Keempat, konsep “Pembangunan Papua” pun menjadi sumber masalah. Kompleksitas persoalan pembangunan disebabkan karena pemahaman konsep “Pembangunan Papua” yang keliru dari pemerintah. Pemerintah dengan cepat mampu mengguyurkan triliunan rupiah untuk meratakan dan mengaspal jalan, membangun gedung-gedung, dan lain-lain. Padahal, semua infrastruktur yang disediakan oleh pemerintah justru banyak dimanfaatkan bukan oleh penduduk asli. Penduduk asli Papua tetap miskin dan tidak memiliki akses secara leluasa terhadap hasil-hasil pembangunan tersebut karena lemahnya kontrol pemerataannya.

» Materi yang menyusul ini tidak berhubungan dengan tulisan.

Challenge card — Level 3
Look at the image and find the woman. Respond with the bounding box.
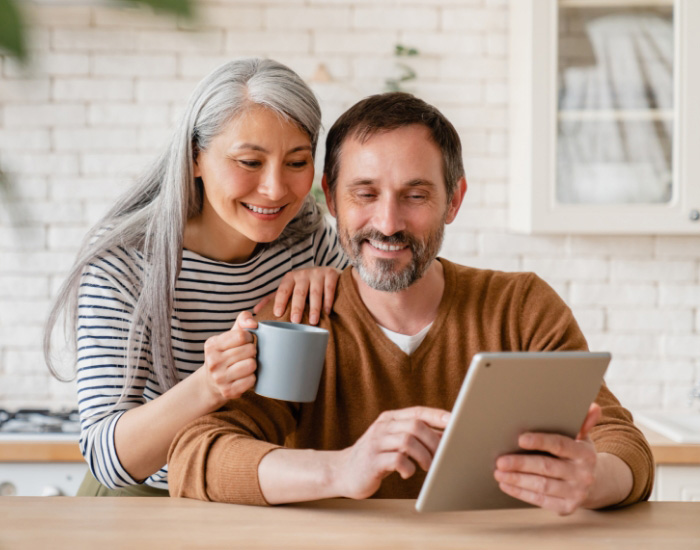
[44,59,346,496]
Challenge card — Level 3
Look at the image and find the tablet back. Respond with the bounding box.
[416,352,610,512]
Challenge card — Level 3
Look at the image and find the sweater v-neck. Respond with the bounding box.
[338,258,455,367]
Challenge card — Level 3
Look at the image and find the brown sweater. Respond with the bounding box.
[168,259,653,505]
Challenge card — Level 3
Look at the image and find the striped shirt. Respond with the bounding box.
[78,218,347,489]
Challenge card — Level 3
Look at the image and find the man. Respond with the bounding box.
[168,93,653,514]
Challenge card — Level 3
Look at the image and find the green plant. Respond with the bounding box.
[384,44,419,92]
[0,0,194,63]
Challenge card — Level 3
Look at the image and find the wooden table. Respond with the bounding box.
[0,497,700,550]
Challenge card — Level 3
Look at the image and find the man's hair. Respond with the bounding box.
[323,92,464,200]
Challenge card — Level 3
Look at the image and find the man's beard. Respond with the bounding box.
[338,219,445,292]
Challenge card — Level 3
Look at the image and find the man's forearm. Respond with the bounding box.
[584,453,634,509]
[258,449,344,504]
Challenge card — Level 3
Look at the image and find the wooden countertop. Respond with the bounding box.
[0,497,700,550]
[638,424,700,466]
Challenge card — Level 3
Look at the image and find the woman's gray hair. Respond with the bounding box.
[44,58,322,401]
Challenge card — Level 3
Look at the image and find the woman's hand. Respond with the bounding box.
[199,311,258,409]
[253,267,341,325]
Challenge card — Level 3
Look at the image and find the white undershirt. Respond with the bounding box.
[378,323,433,355]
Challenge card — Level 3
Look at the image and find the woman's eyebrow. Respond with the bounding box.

4. Faktor Risiko dan Dampak Konflik Papua

Sejarah mencatatkan, kembalinya Papua ke wilayah NKRI melalui sebuah proses yang panjang dan tidak mudah. Terdapat beberapa pihak yang terlibat dalam proses politik tersebut, antara lain Pemerintah Belanda, Pemerintah Indonesia, PBB, dan masyarakat Papua. Kepentingan untuk tetap secara politik mempertahankan wilayah Papua, menyebabkan Pemerintah Belanda melakukan serangkaian pembentukan pemerintahan lokal prematur di Papua. Kepentingan untuk mempertahankan klaim wilayah kesatuan berdasarkan kesamaan nasib dan sejarah sebagai bangsa yang pernah dijajah, menyebabkan Pemerintah Indonesia melakukan serangkaian kegiatan diplomasi dan propaganda agar Papua tetap dan secara sah menjadi bagian dari NKRI. PBB sebagai penengah sekaligus pengemban amanat untuk menjaga stabilitas dan keamanan serta hubungan baik antarnegara anggotanya, kemudian melibatkan masyarakat Papua untuk menentukan keinginannya melalui mekanisme Pepera, yang pada gilirannya secara sah mengantarkan wilayah Papua kembali ke pangkuan NKRI. Kontestasi kepentingan dalam konteks Papua pada masa lalu ini, sering kali menjadikan kita tersesat di tengah pusara propaganda sehingga konflik di Papua tidak kunjung selesai.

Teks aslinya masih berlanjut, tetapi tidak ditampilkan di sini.